|Our Last Day in California|
|Tuesday, 29 March 2005 16:00|
This morning we decided to just hang out at the park. The weather was beautiful again; lots of sunshine, no wind and the mercury even reached 30C at one point. Rick climbed onto the roof of the motorhome to clean it, something he hasn't done since we first parked in Vancouver last September, while I cleaned up inside and did some laundry. By 1:00 PM, it was too hot to continue cleaning anything so after Rick showered; I tried my hand at giving him a haircut. Last year, I attempted to style Rick's hair to disastrous results so I was a little nervous however with Karley's help we purchased some clippers in Vancouver before we left there and they made a world of difference. He can still go out in public without a hat on and for now (give it a day or two) I can say that it looks quite good.
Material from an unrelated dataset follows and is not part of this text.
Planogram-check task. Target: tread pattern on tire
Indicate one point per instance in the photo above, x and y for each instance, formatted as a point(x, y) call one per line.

After lunch we reconsidered our decision to hang out here all day and drove south towards the Mexican border, then west through the little village (?) of Ocotillo towards the Coyote Mountain Wilderness. Along our drive one particular road invited us to follow it into the colourful mountains in the distance so we literally took the Honda Accord "off-roading" to explore it further. It wound through the desert over boulders and dried-up riverbeds, through nothing but sand, twisting and turning until we reached the edge of the mountains where we came to a public parking area and to our surprise, another Honda parked.
We hiked along a trail, which led us up along a ridge from where we had an amazing view and had we been more adventurous, we probably could have explored some of the canyons a little farther away. We were quite taken by the colourful flowers and again, the amount of greenery in the middle of this arid, desert land around us. We stood and watched dozens of butterflies as they flitted from one flowering bush to another and there was no shortage of either. We drove back to the campground along a different route and passed an enormous drywall plant at a town appropriately named "Plaster City" in the middle of nowhere. We also drove past the El Centro US Naval Air Facility, a very busy air base for basic and advanced training for pilots in training with squadrons from across the US and around the world. On our last day in the Imperial Valley, we seemed to have covered a lot of ground and learned a little bit more about the area.